ALLEN PARK, Mich. — Odell Beckham Jr. continues to be the consummate professional as the Giants prepare for the upcoming season. After Thursday’s light practice against the Lions, he spent several minutes balancing his knees on an exercise ball, while catching tennis balls with one hand as they were fired at him from a Jugs machine.
Whether he sees his first action of the preseason in Friday’s game at Ford Field remains uncertain, as head coach Pat Shurmur wouldn’t offer any hints other than “we’ve got a plan.” What isn’t part of the plan is the possibility of Beckham boycotting the season opener against Jacksonville if he doesn’t have a contract extension.
A former NFL executive with ample experience negotiating similar deals said he doesn’t think Beckham will play against the Jaguars on Sept. 9 if his request to become the highest paid receiver in the NFL isn’t met.
“If it’s not done before the season starts, I’d be surprised if he goes out there and plays,” said the source, who requested anonymity. “I know he reported. But I’d be surprised if he plays without a [new] contract.”
That would be devastating for the Giants, which is why the deal must get done before the regular-season opener. Shurmur has enjoyed a distraction-free camp thus far, with the most troubling occurrence being the hamstring strain suffered by rookie running back Saquon Barkley. Any hint of Beckham not playing against the Jaguars is the last thing the organization needs.
Beckham on Thursday said he’s leaving it to his agents to “figure out” his contract while he focuses on getting ready for the season.

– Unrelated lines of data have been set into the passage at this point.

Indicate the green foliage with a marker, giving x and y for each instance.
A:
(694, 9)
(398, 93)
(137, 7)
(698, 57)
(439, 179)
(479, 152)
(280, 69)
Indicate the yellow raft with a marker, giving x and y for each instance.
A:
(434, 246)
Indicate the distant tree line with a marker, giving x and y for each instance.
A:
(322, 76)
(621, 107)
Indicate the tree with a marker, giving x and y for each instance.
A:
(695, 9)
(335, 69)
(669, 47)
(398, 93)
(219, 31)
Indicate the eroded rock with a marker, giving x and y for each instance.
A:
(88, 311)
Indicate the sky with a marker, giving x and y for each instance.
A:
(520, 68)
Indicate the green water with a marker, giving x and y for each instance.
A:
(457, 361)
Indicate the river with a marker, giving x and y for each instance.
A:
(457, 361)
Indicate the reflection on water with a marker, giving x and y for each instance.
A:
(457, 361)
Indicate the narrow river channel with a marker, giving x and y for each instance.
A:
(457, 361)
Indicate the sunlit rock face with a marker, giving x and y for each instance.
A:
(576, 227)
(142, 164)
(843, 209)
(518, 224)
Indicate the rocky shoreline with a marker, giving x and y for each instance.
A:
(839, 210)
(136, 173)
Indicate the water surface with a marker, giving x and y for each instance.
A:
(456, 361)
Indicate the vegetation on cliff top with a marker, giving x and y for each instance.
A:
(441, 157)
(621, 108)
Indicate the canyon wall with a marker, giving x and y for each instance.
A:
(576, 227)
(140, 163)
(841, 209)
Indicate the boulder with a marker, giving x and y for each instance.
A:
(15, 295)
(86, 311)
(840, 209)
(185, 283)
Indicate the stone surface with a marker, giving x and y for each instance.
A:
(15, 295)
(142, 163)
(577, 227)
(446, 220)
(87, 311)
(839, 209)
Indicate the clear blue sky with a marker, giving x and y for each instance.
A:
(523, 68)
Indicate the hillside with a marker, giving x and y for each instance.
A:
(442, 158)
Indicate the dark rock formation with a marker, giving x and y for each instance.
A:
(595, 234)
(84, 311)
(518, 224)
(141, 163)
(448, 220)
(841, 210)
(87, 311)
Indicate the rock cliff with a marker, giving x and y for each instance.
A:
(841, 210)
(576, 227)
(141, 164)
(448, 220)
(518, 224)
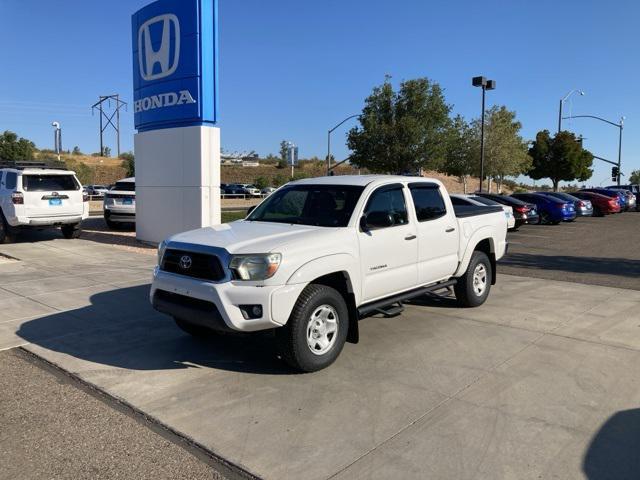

“I definitely think it’s going to work itself out,” Beckham said. “When is it going to happen? You don’t know. That’s the business side that is still new to me. It’s the first time I’ve ever had to deal with this or go through any of those things. I believe it’s going to work itself out. It’s just a matter of time. … I just want to be back on the field.”
Beckham is vital to the Giants’ success, but it’s no guarantee the deal gets done by the opener. Though he’s scheduled to earn $8.5 million this year, he wants to be the highest paid receiver in the league, a credible request considering what he has done in 47 games over four seasons.
With 313 career receptions for 4,424 yards and 38 touchdowns, he owns records for the fewest games to reach 200 receptions and fewest games to reach 3,000 yards receiving. He was the first player in NFL history to record at least 80 catches and 1,000 receiving yards in each of his first three seasons.
“He’s historical as far as the things he’s done,” the source said. “You can’t argue that.”
What could be argued is the contract language regarding the guaranteed money if Beckham’s availability is compromised by an off-the-field issue or suspension. The Giants have to make sure the investment is worth it and that Beckham will be accountable and reliable.
Beckham’s injury history also has to be factored. He’s coming off a broken ankle that limited him to four games last year, and he was hobbled by leg injuries his rookie year.
“The Giants have to weigh the injury factor with the off-the-field and on-the-field distractions that have taken place,” the source said. “From a player’s perspective, you want as much guaranteed money as you can get no matter what happens. From a team’s perspective, you want to make sure you’re protected in a way that if something does happen off the field you don’t have to pay that money out.”
With three weeks to go before the opener, there is plenty of time to get the deal done. Eli Manning signed an $84 million extension two days before the season opener in 2015. The Giants need to have a similar result with Beckham before it gets messy.